9782264053510

 

 

 

Édition : France Loisirs

Collection : Piment

Parution : 2009

Classement : Roman épistolaire

emo coeur

Livre coup de coeur

 

Il aura été difficile à ceux qui aiment lire de passer à côté d'un tel titre Le Cercle littéraire des amateurs d'épluchures de patates. De même que de rester sourd à l'enthousiasme que l'ouvrage suscita parmi une horde de lecteurs et dans le monde des blogs. Pourtant, outre son titre particulièrement atroce à mémoriser, ce roman a une autre caractéristique déroutante : c'est un roman épistolaire. Personnellement je n'ai rien contre, hein, un des mes bouquins préférés Les Liaisons dangereuses est lui-même un récit constitué de correspondances entre les personnages. Hélas, c'est un genre qui semble quand même sur le déclin depuis pas mal d'année. Sauf si elles sont authentiques et présentent un intérêt historique on s'intéresse de moins en moins aux lettres. Certains diront que c'est à cause de la technologie, d'internet, des sms, tout ça, tout ça. Bof. Je pense sincèrement que le motif de cette désertion littéraire est plutôt d'ordre qualitative que historique. Écrire un roman épistolaire est un exercice plus que périlleux. Construire une bonne intrigue par ce biais passe encore mais parvenir à rendre crédible des personnages ou encore éviter l'ennuie aux lecteurs reste une véritable performance d'auteur. L'édition de cet ouvrage reste donc avant tout une audace, une belle audace indépendamment même de ses qualités propres.

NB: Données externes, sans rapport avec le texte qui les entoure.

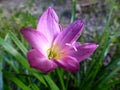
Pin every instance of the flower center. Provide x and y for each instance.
(54, 52)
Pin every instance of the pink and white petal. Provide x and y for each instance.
(48, 24)
(37, 60)
(36, 39)
(70, 34)
(83, 51)
(68, 63)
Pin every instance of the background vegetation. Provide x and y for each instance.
(99, 72)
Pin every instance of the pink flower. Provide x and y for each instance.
(54, 47)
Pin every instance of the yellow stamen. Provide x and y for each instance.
(54, 52)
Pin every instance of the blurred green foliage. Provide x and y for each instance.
(93, 74)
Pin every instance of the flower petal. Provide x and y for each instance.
(70, 34)
(36, 39)
(83, 51)
(48, 24)
(68, 63)
(37, 60)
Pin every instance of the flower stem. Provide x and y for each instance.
(73, 10)
(60, 75)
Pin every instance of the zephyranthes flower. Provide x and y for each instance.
(56, 47)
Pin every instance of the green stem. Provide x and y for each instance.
(73, 10)
(61, 80)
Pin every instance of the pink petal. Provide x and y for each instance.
(70, 34)
(48, 24)
(36, 39)
(68, 63)
(83, 51)
(40, 62)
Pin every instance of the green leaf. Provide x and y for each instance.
(40, 77)
(1, 75)
(16, 80)
(14, 53)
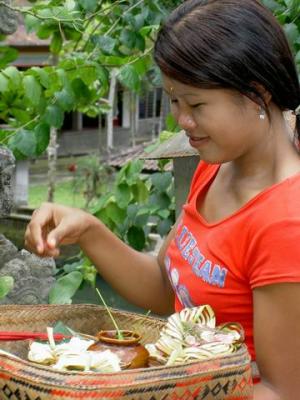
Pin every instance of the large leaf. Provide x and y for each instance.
(15, 76)
(129, 77)
(42, 135)
(65, 99)
(7, 55)
(65, 288)
(6, 285)
(88, 5)
(106, 43)
(136, 237)
(123, 195)
(81, 91)
(128, 38)
(161, 180)
(42, 75)
(116, 213)
(54, 116)
(32, 89)
(3, 83)
(24, 141)
(56, 43)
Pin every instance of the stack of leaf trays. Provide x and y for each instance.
(228, 377)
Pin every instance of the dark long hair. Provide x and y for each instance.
(234, 44)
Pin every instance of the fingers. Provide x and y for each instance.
(36, 234)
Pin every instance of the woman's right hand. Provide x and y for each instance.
(53, 225)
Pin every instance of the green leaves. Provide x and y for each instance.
(129, 77)
(135, 202)
(54, 116)
(23, 144)
(7, 55)
(65, 288)
(105, 43)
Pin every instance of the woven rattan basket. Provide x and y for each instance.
(222, 378)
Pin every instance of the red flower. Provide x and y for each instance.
(72, 167)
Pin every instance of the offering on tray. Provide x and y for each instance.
(73, 355)
(189, 335)
(192, 335)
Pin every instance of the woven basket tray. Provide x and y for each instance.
(222, 378)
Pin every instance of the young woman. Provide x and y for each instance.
(229, 72)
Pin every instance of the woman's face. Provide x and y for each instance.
(221, 124)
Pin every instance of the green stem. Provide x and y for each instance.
(119, 333)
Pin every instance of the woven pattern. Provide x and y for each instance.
(222, 378)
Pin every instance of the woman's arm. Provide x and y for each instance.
(139, 277)
(277, 340)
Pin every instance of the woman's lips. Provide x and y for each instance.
(198, 141)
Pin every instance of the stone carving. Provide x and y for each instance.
(33, 276)
(7, 165)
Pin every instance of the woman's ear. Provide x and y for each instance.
(260, 95)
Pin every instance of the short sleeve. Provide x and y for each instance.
(273, 255)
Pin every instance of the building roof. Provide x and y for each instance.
(133, 153)
(21, 37)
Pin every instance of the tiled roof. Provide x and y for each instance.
(132, 153)
(21, 37)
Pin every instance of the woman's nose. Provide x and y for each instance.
(185, 121)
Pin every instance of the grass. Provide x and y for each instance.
(64, 194)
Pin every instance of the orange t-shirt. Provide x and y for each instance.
(221, 263)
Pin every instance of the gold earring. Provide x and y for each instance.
(262, 114)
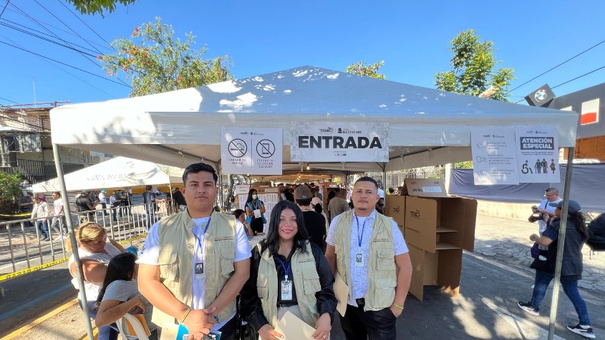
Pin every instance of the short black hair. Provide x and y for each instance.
(367, 179)
(238, 212)
(199, 167)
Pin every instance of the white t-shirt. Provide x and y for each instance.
(123, 291)
(151, 252)
(359, 274)
(57, 204)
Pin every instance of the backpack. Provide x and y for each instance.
(596, 233)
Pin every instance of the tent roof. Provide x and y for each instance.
(426, 126)
(119, 172)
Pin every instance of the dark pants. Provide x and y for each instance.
(378, 325)
(228, 330)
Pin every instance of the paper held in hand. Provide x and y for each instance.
(341, 290)
(293, 328)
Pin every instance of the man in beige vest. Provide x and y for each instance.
(194, 263)
(367, 250)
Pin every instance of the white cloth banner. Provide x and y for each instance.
(339, 142)
(538, 154)
(494, 156)
(251, 151)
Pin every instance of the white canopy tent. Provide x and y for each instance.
(425, 126)
(119, 172)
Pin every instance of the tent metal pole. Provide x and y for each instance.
(561, 244)
(72, 238)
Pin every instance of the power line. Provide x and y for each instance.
(85, 24)
(578, 77)
(552, 68)
(62, 63)
(4, 9)
(93, 60)
(48, 39)
(61, 21)
(8, 100)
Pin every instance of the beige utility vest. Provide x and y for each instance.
(306, 282)
(382, 273)
(177, 246)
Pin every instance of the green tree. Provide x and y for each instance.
(361, 69)
(474, 69)
(157, 62)
(10, 192)
(98, 6)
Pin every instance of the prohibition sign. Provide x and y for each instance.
(237, 148)
(265, 148)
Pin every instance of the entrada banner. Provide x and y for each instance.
(339, 142)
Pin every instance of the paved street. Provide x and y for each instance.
(494, 278)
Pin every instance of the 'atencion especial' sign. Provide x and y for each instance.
(339, 142)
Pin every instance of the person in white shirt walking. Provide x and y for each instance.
(38, 217)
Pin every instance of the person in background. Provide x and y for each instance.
(304, 284)
(39, 218)
(254, 204)
(149, 201)
(316, 205)
(95, 250)
(367, 250)
(199, 289)
(576, 235)
(313, 222)
(119, 294)
(58, 222)
(551, 195)
(240, 215)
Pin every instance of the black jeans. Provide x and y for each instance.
(378, 325)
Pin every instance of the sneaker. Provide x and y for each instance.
(527, 307)
(585, 331)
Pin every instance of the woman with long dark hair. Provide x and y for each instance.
(120, 295)
(576, 235)
(256, 220)
(288, 274)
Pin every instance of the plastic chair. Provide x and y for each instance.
(129, 323)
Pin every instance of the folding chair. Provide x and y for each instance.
(133, 326)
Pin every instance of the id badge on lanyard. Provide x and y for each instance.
(359, 260)
(285, 285)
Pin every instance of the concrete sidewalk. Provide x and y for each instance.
(494, 277)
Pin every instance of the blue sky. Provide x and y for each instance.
(412, 37)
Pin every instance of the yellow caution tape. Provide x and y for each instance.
(30, 270)
(53, 263)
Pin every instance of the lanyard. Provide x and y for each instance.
(360, 235)
(199, 240)
(287, 269)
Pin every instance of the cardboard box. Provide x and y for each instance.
(437, 229)
(425, 187)
(395, 208)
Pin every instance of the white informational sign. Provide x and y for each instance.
(251, 151)
(538, 154)
(494, 156)
(339, 142)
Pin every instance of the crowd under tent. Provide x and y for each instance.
(425, 126)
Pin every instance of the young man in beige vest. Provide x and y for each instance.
(368, 252)
(195, 263)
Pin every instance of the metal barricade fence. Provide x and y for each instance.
(23, 247)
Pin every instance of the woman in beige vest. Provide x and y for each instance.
(288, 274)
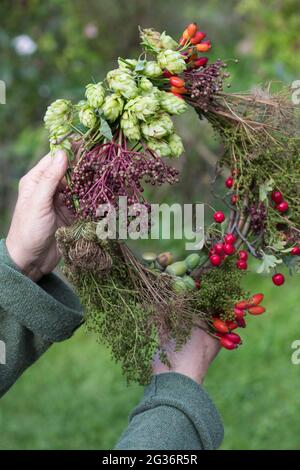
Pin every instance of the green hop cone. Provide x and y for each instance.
(128, 65)
(152, 69)
(145, 84)
(59, 133)
(122, 82)
(172, 104)
(130, 127)
(160, 147)
(95, 94)
(57, 114)
(167, 42)
(151, 38)
(87, 116)
(158, 128)
(176, 145)
(143, 106)
(172, 61)
(113, 107)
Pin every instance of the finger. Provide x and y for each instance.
(51, 177)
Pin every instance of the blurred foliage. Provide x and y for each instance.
(73, 41)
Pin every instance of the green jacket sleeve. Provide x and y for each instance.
(32, 317)
(175, 414)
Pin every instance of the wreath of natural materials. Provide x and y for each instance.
(117, 139)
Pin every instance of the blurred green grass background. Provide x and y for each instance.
(75, 397)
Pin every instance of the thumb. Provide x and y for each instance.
(52, 176)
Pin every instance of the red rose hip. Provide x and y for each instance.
(215, 260)
(277, 197)
(278, 279)
(282, 207)
(219, 217)
(243, 255)
(241, 265)
(230, 238)
(229, 182)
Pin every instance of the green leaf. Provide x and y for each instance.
(105, 129)
(265, 188)
(268, 262)
(293, 264)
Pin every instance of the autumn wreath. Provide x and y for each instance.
(117, 140)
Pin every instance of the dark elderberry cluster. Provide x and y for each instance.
(108, 172)
(203, 83)
(258, 215)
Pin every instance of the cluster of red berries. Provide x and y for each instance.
(192, 41)
(224, 329)
(220, 250)
(280, 204)
(191, 36)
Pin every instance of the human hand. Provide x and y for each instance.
(193, 359)
(38, 214)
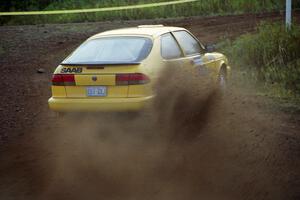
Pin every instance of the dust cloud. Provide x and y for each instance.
(172, 150)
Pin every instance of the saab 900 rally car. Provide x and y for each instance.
(116, 70)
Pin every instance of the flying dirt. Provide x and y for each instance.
(196, 142)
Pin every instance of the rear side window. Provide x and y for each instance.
(188, 43)
(169, 47)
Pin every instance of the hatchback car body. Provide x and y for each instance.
(116, 70)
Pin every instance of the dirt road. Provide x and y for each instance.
(233, 146)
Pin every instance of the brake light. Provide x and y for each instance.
(63, 79)
(132, 79)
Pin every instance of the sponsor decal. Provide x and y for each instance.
(71, 70)
(94, 78)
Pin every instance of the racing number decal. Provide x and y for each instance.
(71, 70)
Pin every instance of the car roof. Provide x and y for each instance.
(145, 30)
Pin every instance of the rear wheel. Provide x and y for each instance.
(222, 79)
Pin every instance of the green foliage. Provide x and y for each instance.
(198, 8)
(270, 56)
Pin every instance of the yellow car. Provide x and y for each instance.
(116, 70)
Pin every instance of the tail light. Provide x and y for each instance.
(132, 79)
(63, 79)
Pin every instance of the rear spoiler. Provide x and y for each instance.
(100, 64)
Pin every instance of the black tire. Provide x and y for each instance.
(222, 79)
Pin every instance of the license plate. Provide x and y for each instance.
(96, 91)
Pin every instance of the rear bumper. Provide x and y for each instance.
(90, 105)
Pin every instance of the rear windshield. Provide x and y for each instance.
(125, 49)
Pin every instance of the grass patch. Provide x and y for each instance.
(268, 58)
(198, 8)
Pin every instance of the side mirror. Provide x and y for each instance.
(210, 48)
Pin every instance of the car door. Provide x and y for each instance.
(194, 53)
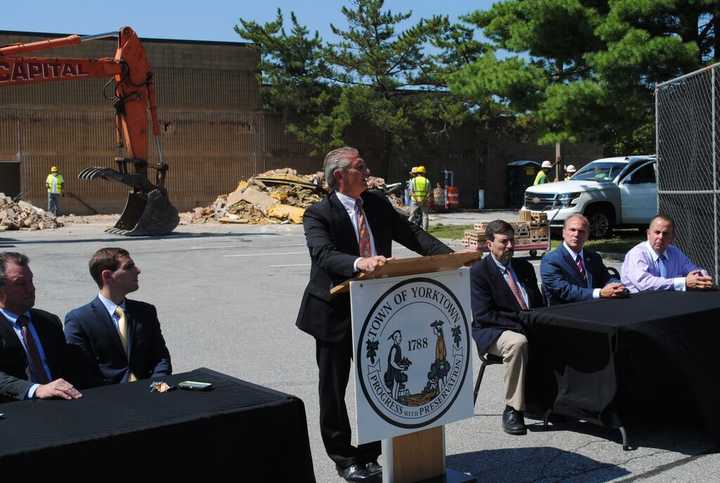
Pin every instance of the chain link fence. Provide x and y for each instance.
(687, 134)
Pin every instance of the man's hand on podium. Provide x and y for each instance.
(369, 264)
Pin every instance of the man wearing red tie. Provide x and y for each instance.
(33, 355)
(350, 231)
(500, 288)
(571, 274)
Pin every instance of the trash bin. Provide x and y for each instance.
(520, 175)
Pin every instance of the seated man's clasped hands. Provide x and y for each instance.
(34, 359)
(657, 264)
(571, 273)
(500, 288)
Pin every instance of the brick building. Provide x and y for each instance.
(214, 132)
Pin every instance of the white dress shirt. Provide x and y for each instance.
(588, 275)
(348, 203)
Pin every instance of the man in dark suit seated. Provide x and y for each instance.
(34, 358)
(120, 338)
(500, 288)
(571, 274)
(348, 232)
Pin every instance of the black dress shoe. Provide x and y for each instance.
(355, 473)
(373, 468)
(513, 421)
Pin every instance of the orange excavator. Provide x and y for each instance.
(148, 210)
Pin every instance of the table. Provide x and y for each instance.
(257, 433)
(613, 361)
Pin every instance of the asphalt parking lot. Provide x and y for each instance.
(227, 297)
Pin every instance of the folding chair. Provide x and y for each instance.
(485, 360)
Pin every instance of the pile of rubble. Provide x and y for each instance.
(24, 216)
(276, 196)
(531, 230)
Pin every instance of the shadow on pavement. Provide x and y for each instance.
(8, 242)
(515, 465)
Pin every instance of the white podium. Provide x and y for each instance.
(412, 343)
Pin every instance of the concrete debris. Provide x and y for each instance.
(531, 232)
(24, 216)
(276, 196)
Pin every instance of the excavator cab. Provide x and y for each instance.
(148, 210)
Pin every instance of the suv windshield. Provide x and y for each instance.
(598, 171)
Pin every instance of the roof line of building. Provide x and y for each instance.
(144, 39)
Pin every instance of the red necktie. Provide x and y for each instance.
(515, 289)
(37, 370)
(363, 233)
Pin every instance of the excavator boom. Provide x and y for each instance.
(148, 210)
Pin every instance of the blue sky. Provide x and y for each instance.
(195, 19)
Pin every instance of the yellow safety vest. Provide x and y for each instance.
(54, 183)
(419, 187)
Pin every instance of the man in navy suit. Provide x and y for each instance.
(500, 288)
(571, 274)
(120, 338)
(348, 232)
(34, 359)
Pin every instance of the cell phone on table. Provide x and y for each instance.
(195, 385)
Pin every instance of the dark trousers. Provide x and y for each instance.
(333, 360)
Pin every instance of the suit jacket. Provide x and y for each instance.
(495, 308)
(562, 282)
(92, 330)
(13, 360)
(333, 250)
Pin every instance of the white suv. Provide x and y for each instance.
(611, 192)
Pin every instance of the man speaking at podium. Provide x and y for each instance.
(348, 232)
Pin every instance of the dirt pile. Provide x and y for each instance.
(22, 215)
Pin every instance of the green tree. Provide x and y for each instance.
(376, 76)
(585, 70)
(544, 45)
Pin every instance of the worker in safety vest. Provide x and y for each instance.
(54, 183)
(541, 177)
(419, 192)
(407, 201)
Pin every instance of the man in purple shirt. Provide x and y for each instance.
(656, 264)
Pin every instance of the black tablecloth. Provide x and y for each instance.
(257, 433)
(613, 361)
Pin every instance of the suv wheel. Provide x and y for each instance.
(600, 223)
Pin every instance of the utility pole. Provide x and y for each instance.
(559, 165)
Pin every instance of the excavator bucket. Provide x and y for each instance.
(147, 214)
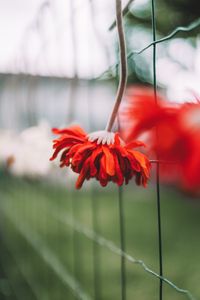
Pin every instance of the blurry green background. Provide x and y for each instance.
(44, 245)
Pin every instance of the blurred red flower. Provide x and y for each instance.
(172, 133)
(115, 162)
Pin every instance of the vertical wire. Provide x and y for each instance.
(122, 242)
(75, 237)
(96, 255)
(75, 242)
(157, 165)
(96, 250)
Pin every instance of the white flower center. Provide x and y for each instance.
(102, 137)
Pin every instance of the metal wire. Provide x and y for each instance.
(157, 165)
(122, 242)
(58, 214)
(168, 37)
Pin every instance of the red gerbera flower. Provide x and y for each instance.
(115, 162)
(177, 138)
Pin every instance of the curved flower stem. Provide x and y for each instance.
(123, 65)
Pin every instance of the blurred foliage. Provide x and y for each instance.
(37, 243)
(169, 15)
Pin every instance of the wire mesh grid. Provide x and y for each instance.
(70, 276)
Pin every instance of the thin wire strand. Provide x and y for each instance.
(122, 242)
(47, 255)
(100, 240)
(188, 28)
(67, 220)
(123, 65)
(157, 165)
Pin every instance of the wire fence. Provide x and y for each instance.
(70, 277)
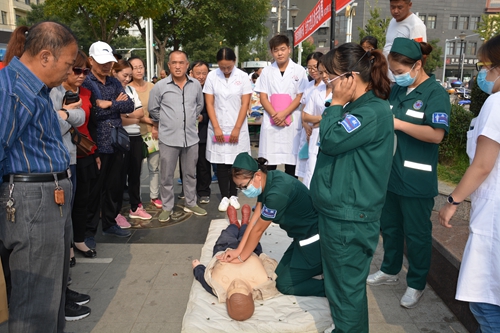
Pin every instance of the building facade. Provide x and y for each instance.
(446, 21)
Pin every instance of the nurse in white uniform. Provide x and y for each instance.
(479, 278)
(319, 100)
(227, 96)
(279, 139)
(312, 69)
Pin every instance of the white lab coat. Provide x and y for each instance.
(314, 107)
(300, 169)
(479, 278)
(227, 105)
(280, 145)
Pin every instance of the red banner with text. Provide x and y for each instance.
(321, 13)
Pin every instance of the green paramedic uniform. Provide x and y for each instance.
(348, 190)
(413, 182)
(286, 201)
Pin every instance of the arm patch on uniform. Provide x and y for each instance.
(350, 123)
(440, 118)
(268, 213)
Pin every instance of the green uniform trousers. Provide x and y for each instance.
(405, 218)
(347, 249)
(298, 281)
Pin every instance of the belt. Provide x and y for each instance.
(37, 177)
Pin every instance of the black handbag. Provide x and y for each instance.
(120, 139)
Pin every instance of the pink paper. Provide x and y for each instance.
(280, 102)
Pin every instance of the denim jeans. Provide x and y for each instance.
(38, 242)
(487, 315)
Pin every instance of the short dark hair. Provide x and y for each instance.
(50, 36)
(278, 40)
(226, 54)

Ajoutons à cela une dimension historique et nous voilà devant un pari des plus risqué malgré l'excellence du résumé de quatrième de couverture :

Janvier 1946. Londres se relève douloureusement des drames de la Seconde Guerre mondiale et Juliet, jeune écrivaine anglaise, est à la recherche du sujet de son prochain roman. Comment pourrait-elle imaginer que la lettre d'un inconnu, un natif de l'île de Guernesey, va le lui fournir ? Au fil de ses échanges avec son nouveau correspondant, Juliet pénètre son monde et celui de ses amis - un monde insoupçonné, délicieusement excentrique. Celui d'un club de lecture créé pendant la guerre pour échapper aux foudres d'une patrouille allemande un soir où, bravant le couvre-feu, ses membres venaient de déguster un cochon grillé (et une tourte aux épluchures de patates...) délices bien évidemment strictement prohibés par l'occupant. Jamais à court d'imagination, le Cercle littéraire des amateurs d'épluchures de patates déborde de charme, de drôlerie, de tendresse, d'humanité Juliet est conquise.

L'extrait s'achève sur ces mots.